A resounding win over Wales would normally send Ireland fans into overdrive, but their victory last night was actually quite underwhelming. That was largely down to the form of the current Welsh team; it was their sixth loss on the bounce, and if the rumours of the discontent from the players being the reason behind Byron Hayward’s dismissal are true, then things aren’t looking good for Wayne Pivac.
It wasn’t that there were no positives to take from this game for Ireland; James Lowe had the dream start to his Test career, Hugo Keenan is now a real option at 15 and the scrum was a force of nature with Quinn Roux propelling Andrew Porter. At the same time, Ireland were too profligate for their coaches’ and supporters’ liking, and their attack never really got flowing in the manner that they have been aiming for since Mike Catt came on board.

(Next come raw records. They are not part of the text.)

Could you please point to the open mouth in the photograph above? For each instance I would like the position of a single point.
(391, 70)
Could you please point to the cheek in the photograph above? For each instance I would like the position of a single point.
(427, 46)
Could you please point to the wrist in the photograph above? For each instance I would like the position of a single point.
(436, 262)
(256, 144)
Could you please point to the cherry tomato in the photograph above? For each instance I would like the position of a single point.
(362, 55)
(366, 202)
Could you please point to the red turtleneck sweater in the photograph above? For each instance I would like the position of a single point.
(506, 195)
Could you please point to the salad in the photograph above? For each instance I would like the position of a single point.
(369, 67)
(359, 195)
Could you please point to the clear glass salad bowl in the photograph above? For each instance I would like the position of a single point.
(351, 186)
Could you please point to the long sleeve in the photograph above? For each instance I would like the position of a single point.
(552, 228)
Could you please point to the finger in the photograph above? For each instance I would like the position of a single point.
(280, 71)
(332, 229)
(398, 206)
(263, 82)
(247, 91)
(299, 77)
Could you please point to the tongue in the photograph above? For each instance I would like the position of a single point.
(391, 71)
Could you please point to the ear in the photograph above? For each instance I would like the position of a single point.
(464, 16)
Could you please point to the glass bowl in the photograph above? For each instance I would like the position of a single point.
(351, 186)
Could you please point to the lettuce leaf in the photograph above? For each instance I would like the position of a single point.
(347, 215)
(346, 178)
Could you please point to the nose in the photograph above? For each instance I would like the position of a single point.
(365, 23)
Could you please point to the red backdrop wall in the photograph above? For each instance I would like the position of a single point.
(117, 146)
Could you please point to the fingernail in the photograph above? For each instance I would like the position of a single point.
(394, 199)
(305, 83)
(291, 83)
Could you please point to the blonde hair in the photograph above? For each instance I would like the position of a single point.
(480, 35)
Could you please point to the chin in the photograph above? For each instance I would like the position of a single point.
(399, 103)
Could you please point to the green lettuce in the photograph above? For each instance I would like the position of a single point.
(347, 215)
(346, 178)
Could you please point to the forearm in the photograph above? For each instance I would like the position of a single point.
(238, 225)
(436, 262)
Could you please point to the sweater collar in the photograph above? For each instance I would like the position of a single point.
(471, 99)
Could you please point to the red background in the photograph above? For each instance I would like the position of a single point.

Ireland are going to be met with a ferocious forward display next Saturday, and in that respect, the dominance of their scrum against Wales was heartening. Squeezing penalties/turnovers out of the opposition on your own put-in is impressive enough in and of itself, but doing so when they have the feed is a rarity at Test level:
Andrew Porter struggled against Ellis Genge when Ireland last visited Twickenham, but he has really made the no. 3 jersey his own in Tadhg Furlong’s injury-enforced absence. Ireland’s biggest problem when facing England of late is not being able to cope with them up front, but if Porter can hold his end of the Irish scrum, it will go a long way towards Ireland achieving parity in the forwards.
A lot of the credit for the Irish scrummaging performance last night must go to Quinn Roux, though, and even if Iain Henderson is fit for next weekend, there is a valid argument for starting Roux in the second row. He doesn’t have the mobility or dynamism that most elite Test locks possess nowadays, but if he can provide the same ballast in the scrum against an English eight and help nullify them, Andy Farrell might be better off selecting him and trying to use other players to compensate for his weaknesses.
The other pleasing aspect of Ireland’s performance against Wales was their use of clever interplay to get around the Welsh defence. One-two movements between Jamison Gibson-Park drew in the Welsh forwards that were tight to the ruck, freeing up space further out for the Irish backline to exploit:
Ireland also adapted to the increase in line speed from Wales by putting in short kicks that caused all sorts of trouble for their opponents:
There’s no way of knowing what the intentions of the Irish coaching ticket for this fixture were, but I wouldn’t be surprised if the above plays were being tested out with one eye on the England game. Blitz defences have been kryptonite to Ireland in recent years, but if they can execute these draw plays accurately, they won’t find John Mitchell’s defence as suffocating as they have the last few times they have come up against it.
The Bad And The Ugly
Although they outmanoeuvred a Welsh defence that was more aggressive than expected, Ireland fumbled the ball far too many times. If they are going to play with width and endeavour, then they need to be more skillful because better teams won’t give them as many chances as Wales did. Some of the combinations that they used might not have been too familiar with one another, but Ireland’s handling needed to be better:
As painful as they are to listen to, England’s players feed off these moments, and whatever about spilling the ball under intense pressure, Ireland cannot afford any unforced errors.
The other bugbear for the Ireland coaching ticket from this match would have been their players running into touch. With James Ryan, Caelan Doris, Chris Farrell and James Lowe in their starting XV, Ireland had more than enough players who are capable of straightening up when the attack becomes too lateral, yet they conceded possession with ease on three occasions by running sideways:
This is a cardinal sin for any team regardless of what level you’re playing at, and it needs to be cut out of Ireland’s game immediately. Being aware of the touch-line is vital when it comes to attack because it can be used to your advantage.
Ireland’s biggest problem in attack was the slowness of their supporting forwards to the breakdown. If they want to attack with the kind of pace that they have spoken about in the media, then their clearing out needs to be quicker and more effective. Too often, their arriving forwards were delayed getting to the contact zone or upright in their body positioning, leading to either slow ruck ball or a turnover:
With expert poachers like Tom Curry, Sam Underhill and Jack Willis in the English ranks, ball security has to be paramount for this Irish pack. Even if it means leaving themselves short of attacking numbers for the next phase, they have to prevent England from having a monopoly on possession.
Ireland are in an awkward place at the moment with regards to their game plan and performances. The hyper-efficiency of the Joe Schmidt era is gone but they haven’t yet gotten used to taking advantage of the opportunities that come with the looser style of play that Andy Farrell wants from them. Add a couple of new/inexperienced players into the mix, and you can understand why Ireland made so many mistakes.
Now is the ideal time to go through this difficult change, but their error count last night doesn’t bode well for their trip to Twickenham. England have been highly proficient with their points-scoring chances post-lockdown, and unless we see a massive increase in accuracy from Ireland, they could well be in for another miserable afternoon in London next Saturday.